Variable: Economy (GDP per Capita) Importance: 0.39
Variable: Health (Life Expectancy) Importance: 0.36
Variable: Freedom              Importance: 0.11
Variable: Family               Importance: 0.05
Variable: Trust (Government Corruption) Importance: 0.04
Variable: Generosity           Importance: 0.04


# Conclusions.
- For sure there are left many work to do to improve this models, we can try to find some out information about other correlated variables, let's say for example the oil price could affect the happiness scoring (theory: more expensive oil less happy is the people). 
- The models could be worked further and try to do some hyperparameter testing to try to improve their accuraccy, but been carefull to don't doing over fitting of the data.
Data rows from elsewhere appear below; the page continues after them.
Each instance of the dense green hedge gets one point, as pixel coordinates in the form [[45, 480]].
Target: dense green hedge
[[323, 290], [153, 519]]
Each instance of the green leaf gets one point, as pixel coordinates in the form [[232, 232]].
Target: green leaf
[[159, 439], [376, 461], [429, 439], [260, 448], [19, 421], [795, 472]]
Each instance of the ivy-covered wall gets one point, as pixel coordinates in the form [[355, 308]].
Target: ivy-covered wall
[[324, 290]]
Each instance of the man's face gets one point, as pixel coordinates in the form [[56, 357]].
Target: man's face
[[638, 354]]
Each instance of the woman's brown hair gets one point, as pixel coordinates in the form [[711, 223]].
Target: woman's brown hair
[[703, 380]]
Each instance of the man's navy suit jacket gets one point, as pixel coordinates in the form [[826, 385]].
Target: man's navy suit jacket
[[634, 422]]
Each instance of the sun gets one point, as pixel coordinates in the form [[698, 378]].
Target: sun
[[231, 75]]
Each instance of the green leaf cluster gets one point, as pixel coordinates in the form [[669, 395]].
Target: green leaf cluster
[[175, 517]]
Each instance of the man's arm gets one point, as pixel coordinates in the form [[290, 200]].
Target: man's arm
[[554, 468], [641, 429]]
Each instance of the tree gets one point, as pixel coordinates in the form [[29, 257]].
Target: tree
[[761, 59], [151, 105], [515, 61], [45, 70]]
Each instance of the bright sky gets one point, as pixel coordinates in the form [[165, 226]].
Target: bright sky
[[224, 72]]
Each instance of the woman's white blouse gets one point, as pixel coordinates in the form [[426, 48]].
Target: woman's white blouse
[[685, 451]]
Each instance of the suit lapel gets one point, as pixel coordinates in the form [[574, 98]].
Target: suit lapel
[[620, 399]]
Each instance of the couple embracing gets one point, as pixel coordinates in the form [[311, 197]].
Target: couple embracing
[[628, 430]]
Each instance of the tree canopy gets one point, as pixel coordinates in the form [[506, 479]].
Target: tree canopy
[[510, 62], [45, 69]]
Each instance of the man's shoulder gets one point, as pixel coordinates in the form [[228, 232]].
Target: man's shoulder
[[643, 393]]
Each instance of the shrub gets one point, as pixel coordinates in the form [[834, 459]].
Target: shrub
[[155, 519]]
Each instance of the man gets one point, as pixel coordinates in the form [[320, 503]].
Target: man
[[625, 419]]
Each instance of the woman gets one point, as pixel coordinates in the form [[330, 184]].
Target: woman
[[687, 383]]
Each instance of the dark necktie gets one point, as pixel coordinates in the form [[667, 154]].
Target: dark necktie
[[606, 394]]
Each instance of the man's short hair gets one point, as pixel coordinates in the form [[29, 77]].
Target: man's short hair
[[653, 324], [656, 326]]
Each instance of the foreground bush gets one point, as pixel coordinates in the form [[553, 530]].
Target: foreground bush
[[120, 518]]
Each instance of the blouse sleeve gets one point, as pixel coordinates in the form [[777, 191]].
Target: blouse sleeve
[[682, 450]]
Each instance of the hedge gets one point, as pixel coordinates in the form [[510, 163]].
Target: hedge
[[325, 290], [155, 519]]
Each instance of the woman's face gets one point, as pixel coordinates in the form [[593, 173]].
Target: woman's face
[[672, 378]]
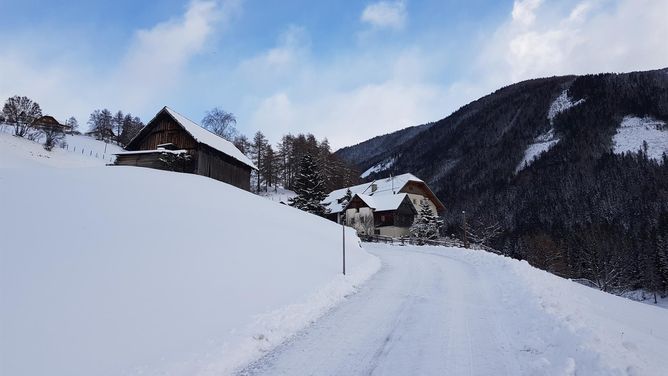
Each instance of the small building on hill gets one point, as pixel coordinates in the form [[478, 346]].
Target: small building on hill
[[48, 121], [170, 141], [384, 206]]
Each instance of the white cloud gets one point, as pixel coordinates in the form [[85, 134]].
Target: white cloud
[[588, 37], [157, 57], [155, 61], [385, 14], [523, 11], [344, 99]]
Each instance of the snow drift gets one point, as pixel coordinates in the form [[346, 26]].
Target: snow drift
[[125, 270]]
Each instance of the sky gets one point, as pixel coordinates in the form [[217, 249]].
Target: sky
[[343, 70]]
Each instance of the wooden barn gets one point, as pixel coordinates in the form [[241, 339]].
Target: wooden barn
[[170, 141], [47, 121]]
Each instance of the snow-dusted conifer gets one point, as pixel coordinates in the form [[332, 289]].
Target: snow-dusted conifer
[[309, 187], [427, 225]]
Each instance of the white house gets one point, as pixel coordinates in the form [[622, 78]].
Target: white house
[[383, 207]]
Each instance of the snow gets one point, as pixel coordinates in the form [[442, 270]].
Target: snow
[[541, 144], [452, 311], [647, 298], [160, 151], [278, 194], [547, 140], [386, 186], [561, 104], [634, 130], [383, 203], [204, 136], [382, 166], [109, 270], [20, 152]]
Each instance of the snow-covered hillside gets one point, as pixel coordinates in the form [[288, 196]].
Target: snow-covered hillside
[[80, 151], [561, 104], [124, 270], [634, 131], [382, 166], [278, 194], [547, 140], [541, 144]]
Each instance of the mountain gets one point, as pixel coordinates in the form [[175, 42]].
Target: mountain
[[571, 168]]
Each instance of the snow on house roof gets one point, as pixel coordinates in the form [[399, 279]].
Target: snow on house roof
[[383, 202], [384, 187], [209, 138]]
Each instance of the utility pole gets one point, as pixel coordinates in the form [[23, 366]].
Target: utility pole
[[343, 230], [464, 228]]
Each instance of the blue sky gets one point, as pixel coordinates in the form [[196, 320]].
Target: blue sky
[[345, 70]]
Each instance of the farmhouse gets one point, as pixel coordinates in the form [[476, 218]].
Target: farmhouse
[[47, 121], [170, 141], [383, 207]]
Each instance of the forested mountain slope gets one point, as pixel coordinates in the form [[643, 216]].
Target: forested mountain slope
[[571, 168]]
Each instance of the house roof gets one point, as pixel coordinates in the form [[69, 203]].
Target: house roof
[[383, 202], [204, 136], [384, 187]]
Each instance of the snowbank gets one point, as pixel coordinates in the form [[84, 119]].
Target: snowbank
[[124, 270], [634, 131], [590, 332], [81, 151]]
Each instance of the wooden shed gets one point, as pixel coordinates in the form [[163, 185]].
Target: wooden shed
[[173, 142]]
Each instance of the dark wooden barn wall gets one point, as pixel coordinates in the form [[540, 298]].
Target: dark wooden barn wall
[[152, 160], [216, 165], [206, 160], [162, 131]]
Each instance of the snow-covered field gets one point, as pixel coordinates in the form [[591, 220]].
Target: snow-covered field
[[541, 144], [80, 151], [451, 311], [544, 142], [633, 131], [124, 270], [278, 194], [382, 166], [562, 103]]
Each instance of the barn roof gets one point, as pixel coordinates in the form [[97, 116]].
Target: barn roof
[[383, 203], [209, 138], [384, 187], [203, 136]]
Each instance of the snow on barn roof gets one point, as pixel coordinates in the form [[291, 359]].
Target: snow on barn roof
[[384, 187], [209, 138], [383, 203]]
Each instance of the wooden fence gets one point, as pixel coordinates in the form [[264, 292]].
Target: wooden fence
[[445, 242]]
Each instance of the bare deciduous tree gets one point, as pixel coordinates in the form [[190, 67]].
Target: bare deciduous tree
[[21, 112], [221, 123]]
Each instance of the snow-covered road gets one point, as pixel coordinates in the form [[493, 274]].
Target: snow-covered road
[[438, 311]]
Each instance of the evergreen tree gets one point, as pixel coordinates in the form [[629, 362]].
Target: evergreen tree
[[427, 226], [73, 125], [101, 125], [117, 125], [258, 151], [344, 202], [21, 112], [309, 187]]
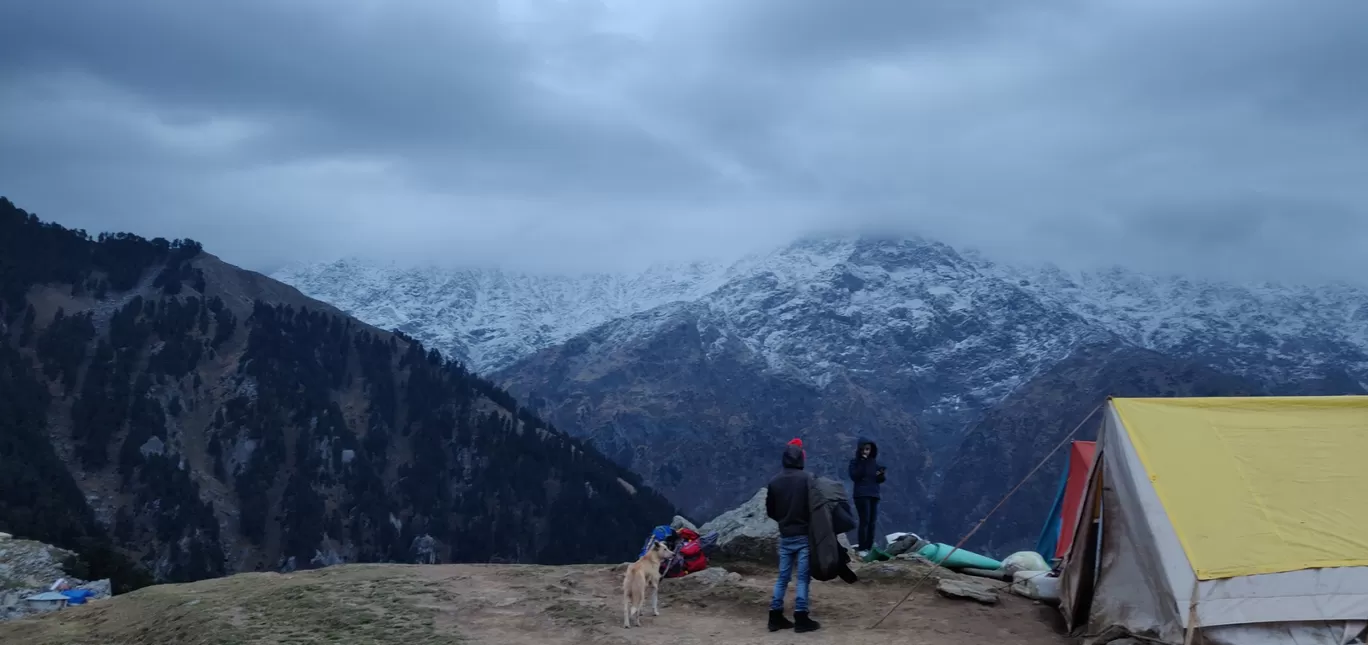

- We are working with transformations of the real data, and we don't know how they are transformated, we can only see how much each variable sum to the world happiness scoring.
- I think there are not much possible and easy analysis to do in this data set, not only because we don't have the entire information about the variables additionaly the variable Dystopia Residual is a hard thing to work with, because it's not easy to predict (because it depends on the minimum scoring of each variable for that year) and even not sure how it's calculated.
- I really liked this dataset because, first I choose it liking the idea of World Happiness Scoring but after realizing that it doesn't contain the real variables just a transformation of them I find it challenging, added the variable Dystopia Residual it was a pleasure working on it.
- We could add a plot of a random tree, and try to explain to the governator that is the way that a tree was choosing and working with the variables.
- The presentation would be on slides, with the more relevant key points to the governator, and the importance of the coeficients allowing him to work with.